Eating foods that tend to stick to your teeth may increase your risk of a cavity, so it’s a good idea to either avoid eating these foods too often, or at the very least, brush and floss as soon as possible after eating them.  Examples of these foods include the following: ice cream, hard candy, soda, fruit juice, sugary foods, gummy candy, chips and dried fruit. And while cavities do tend to be more common among kids, adults are definitely still at risk, especially as you get older and your gums recede away from your teeth. This separation exposes the roots of your teeth to plaque and bacteria. 

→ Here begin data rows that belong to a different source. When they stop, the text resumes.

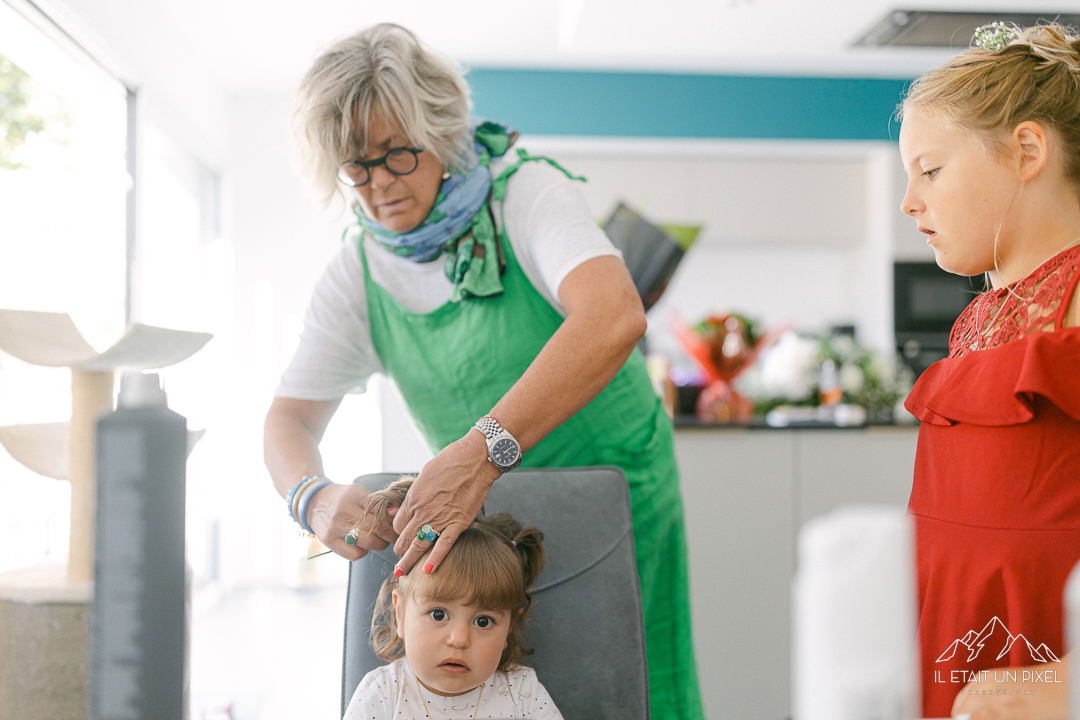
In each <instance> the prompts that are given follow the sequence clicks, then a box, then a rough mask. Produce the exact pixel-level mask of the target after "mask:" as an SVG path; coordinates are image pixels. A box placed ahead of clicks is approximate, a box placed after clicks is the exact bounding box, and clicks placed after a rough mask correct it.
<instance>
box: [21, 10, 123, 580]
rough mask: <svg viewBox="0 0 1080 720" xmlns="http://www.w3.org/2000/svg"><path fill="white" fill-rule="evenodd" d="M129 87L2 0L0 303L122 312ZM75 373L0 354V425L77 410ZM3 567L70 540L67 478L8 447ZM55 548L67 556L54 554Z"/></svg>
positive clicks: (87, 320) (23, 562) (50, 419)
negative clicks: (72, 376) (26, 460)
mask: <svg viewBox="0 0 1080 720" xmlns="http://www.w3.org/2000/svg"><path fill="white" fill-rule="evenodd" d="M126 95H127V92H126V89H125V87H124V86H123V84H121V83H120V82H118V81H117V80H116V79H113V78H111V77H110V76H108V74H107V73H105V72H104V71H103V70H102V69H100V68H99V67H97V66H95V65H94V64H93V63H92V62H91V60H89V59H86V58H85V57H83V56H80V55H79V53H78V52H77V51H75V50H69V49H65V47H63V46H60V45H59V44H58V43H57V42H56V41H55V39H53V38H51V37H49V36H46V35H45V33H44V32H43V31H42V30H40V29H39V28H38V27H37V26H36V25H35V24H31V23H30V22H28V21H27V19H26V18H24V17H23V16H22V15H19V14H18V13H16V12H15V11H14V10H12V9H11V8H10V6H9V5H6V4H3V3H0V217H2V218H3V223H2V226H0V308H11V309H19V310H45V311H54V312H69V313H70V314H71V315H72V317H73V318H75V320H76V322H77V323H78V324H79V325H80V329H82V331H83V334H84V335H85V336H86V338H87V340H89V341H90V342H91V343H92V344H98V345H99V347H100V345H108V344H111V342H112V341H114V340H116V338H117V337H119V335H120V334H121V332H122V330H123V328H124V324H125V288H126V282H125V268H126V261H125V259H126V253H127V249H126V248H127V242H126V194H127V188H129V184H130V178H129V175H127V172H126V125H127V120H126V118H127V110H126V105H127V103H126ZM70 392H71V391H70V378H69V373H68V371H67V370H66V369H64V368H41V367H35V366H29V365H26V364H25V363H21V362H18V361H16V359H14V358H12V357H11V356H10V355H0V425H12V424H23V423H36V422H56V421H58V420H63V419H66V418H67V417H69V415H70V409H71V399H70ZM0 493H2V494H3V497H4V498H5V499H6V500H5V502H4V507H3V510H2V511H0V571H3V570H6V569H10V568H13V567H18V566H23V565H28V563H31V562H36V561H39V560H42V559H45V558H48V557H50V556H64V555H66V552H67V524H68V502H69V500H68V498H69V489H68V486H67V483H64V481H58V480H51V479H48V478H44V477H41V476H39V475H36V474H35V473H31V472H30V471H29V470H26V468H25V467H23V466H22V465H19V464H18V463H16V462H15V461H14V460H12V459H11V457H10V456H9V454H8V453H6V452H0ZM57 559H58V557H57Z"/></svg>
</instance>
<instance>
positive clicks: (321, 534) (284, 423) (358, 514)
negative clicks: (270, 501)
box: [262, 397, 396, 560]
mask: <svg viewBox="0 0 1080 720" xmlns="http://www.w3.org/2000/svg"><path fill="white" fill-rule="evenodd" d="M340 403H341V400H300V399H294V398H289V397H276V398H274V400H273V403H272V404H271V405H270V410H269V411H268V412H267V419H266V423H265V426H264V447H262V453H264V460H265V462H266V465H267V470H269V471H270V477H271V478H272V479H273V484H274V488H276V490H278V493H279V494H280V495H281V497H282V498H285V497H287V495H288V491H289V490H292V489H293V488H294V487H296V486H297V485H299V483H300V481H301V479H302V478H303V477H306V476H308V475H322V474H323V459H322V456H321V454H320V452H319V441H320V440H321V439H322V438H323V433H325V432H326V425H327V424H329V421H330V418H332V417H334V412H335V411H336V410H337V408H338V405H340ZM369 494H370V493H368V492H367V490H365V489H364V488H362V487H361V486H359V485H329V486H327V487H325V488H323V489H322V490H320V491H319V492H318V493H315V495H314V497H313V498H312V499H311V503H310V506H309V508H308V518H307V519H308V525H309V526H310V527H311V529H312V530H314V531H315V535H316V536H318V538H319V539H320V540H321V541H322V542H323V544H324V545H326V547H328V548H329V549H332V551H334V552H335V553H337V554H338V555H340V556H342V557H345V558H348V559H350V560H356V559H359V558H362V557H364V555H366V554H367V551H368V549H382V548H383V547H386V546H387V545H388V544H389V543H391V542H393V541H394V539H395V538H396V535H395V534H394V533H393V531H392V529H391V528H389V527H383V528H378V529H377V530H376V532H375V533H373V534H369V535H361V536H360V538H359V539H357V541H356V544H355V545H349V544H348V543H346V542H345V536H346V534H347V533H348V532H349V530H351V529H352V528H353V526H354V525H355V521H356V520H357V519H359V518H360V517H361V516H362V515H363V513H364V511H365V508H366V507H367V499H368V497H369Z"/></svg>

If left untreated, a cavity can permanently destroy your tooth and even cause more serious issues, such as an abscess or an infection that can be life threatening if it gets in your bloodstream. This is why it is so important to watch for the signs of a cavity forming, and see your dentist right away at even the slightest hint that something might be amiss in your mouth.  Read on to learn about the top 5 signs that you may have a cavity developing in one of your teeth. 

1. Tooth Pain

If you start to get a toothache, don’t hesitate to make an appointment to see your dentist. It is really important not to put it off, even if you only feel slight pain when you bite down on something hard. As a cavity develops, you may begin to experience pain even when you chew something soft, and eventually, you will feel consistent tooth pain even when not eating or drinking. 

2. Tooth Sensitivity

Tooth sensitivity is less obvious sign that you may have a cavity developing. Tooth sensitivity tends to feel like a tingle or tickle at certain times, especially when eating or drinking something hot or cold, or biting into something very sugary, sweet or acidic. Tooth sensitivity typically occurs when bacteria begins to eat through the enamel on the surface of your tooth. 

However, it could just be that you have sensitive teeth. The first step when you notice that your teeth are sensitive to temperature, or to a particular type of food, is to begin using toothpaste specially designed for tooth sensitivity. If after a few weeks the sensitivity doesn’t improve, you may have a cavity, so call your dentist right away to schedule an exam.

3.  Spots, Stains, Pits or Holes 

If you start to notice spots on your teeth, this could indicate that a cavity is forming. White spots are typically the first to appear, and as the decay becomes more advanced, there may be a darker stain that can be brown or black in color. 

Eventually, these spots and stains will worsen if left untreated and will turn into a pit or hole in your tooth. If you feel a pit or hole in your tooth, call your dentist immediately so that the cavity can be cleaned and filled. 

4. Bad Breath

As your tooth starts to decay, the bacteria will spread and penetrate throughout the tooth. This can cause bad breath, or halitosis. Chronic bad breath – meaning bad breath that doesn’t just occur after eating garlic fries or a cheeseburger with onions – can be a sign that an existing cavity is worsening. To avoid costly dental procedures, such as a root canal, see your dentist as soon as possible. 

5. A Chipped or Broken Tooth 

If you have a chipped or broken tooth, even if the chip or break appears minimal, it is important that you have a dentist look in your mouth and see if any repairs need to be made. Chips, cracks and breaks leave your tooth more vulnerable to intrusive bacteria and plaque buildup. 

If you notice any of the above warning signs of a cavity developing, don’t wait to contact your dentist for a complete exam. The sooner a dental professional treats your cavity, the better for your health and your wallet.